What are your future plans/your long term goals? Where do you see Politeia 2.0 in a few years time?
The vision is one: to create a Global Research and Innovation Centre for Democracy and Political Science in Athens and to establish Greece as a model Democratic State. For a start, it will be great in a couple of years to have in our hands a New Constitution for Greece created through cutting-edge open participatory processes. To have local teams in every Greek City, practicing new ways of discussing and doing politics. To have annual cultural and educational events on Democracy in Athens, drawing thousands of citizens from across the world. By then we will be working on Politeia 3.0!
What advice would you give Greeks abroad that want to get involved in social enterprises, NGO initiatives or entrepreneurship in Greece?
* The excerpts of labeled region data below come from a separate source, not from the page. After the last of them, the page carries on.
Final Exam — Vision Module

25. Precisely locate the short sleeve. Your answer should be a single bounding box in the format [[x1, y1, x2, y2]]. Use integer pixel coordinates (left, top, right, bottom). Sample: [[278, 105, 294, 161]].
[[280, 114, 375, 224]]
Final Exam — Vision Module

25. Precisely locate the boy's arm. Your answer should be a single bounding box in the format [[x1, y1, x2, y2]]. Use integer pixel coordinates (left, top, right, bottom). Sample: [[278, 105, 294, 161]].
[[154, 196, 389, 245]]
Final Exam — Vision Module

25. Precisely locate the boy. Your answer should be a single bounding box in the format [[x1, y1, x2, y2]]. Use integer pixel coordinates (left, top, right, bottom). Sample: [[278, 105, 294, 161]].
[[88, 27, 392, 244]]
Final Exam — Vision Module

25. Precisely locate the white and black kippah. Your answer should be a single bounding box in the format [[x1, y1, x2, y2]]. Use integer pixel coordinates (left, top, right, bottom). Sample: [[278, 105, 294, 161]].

The advice I gave to myself: Get over your Diaspora Superiority Complex. Fight your own stereotypes against Greeks before you judge anyone. Look for the magic, the spirit, the innovation that Greece is painfully birthing. Get your a** over here and invest time, skills, money in what Greece does best: people.
Who would you name as your greatest influencer/mentor?
Our unborn children and grandchildren. They inspire us to work for a better country, a better society. They inspire us to reinvent Democracy.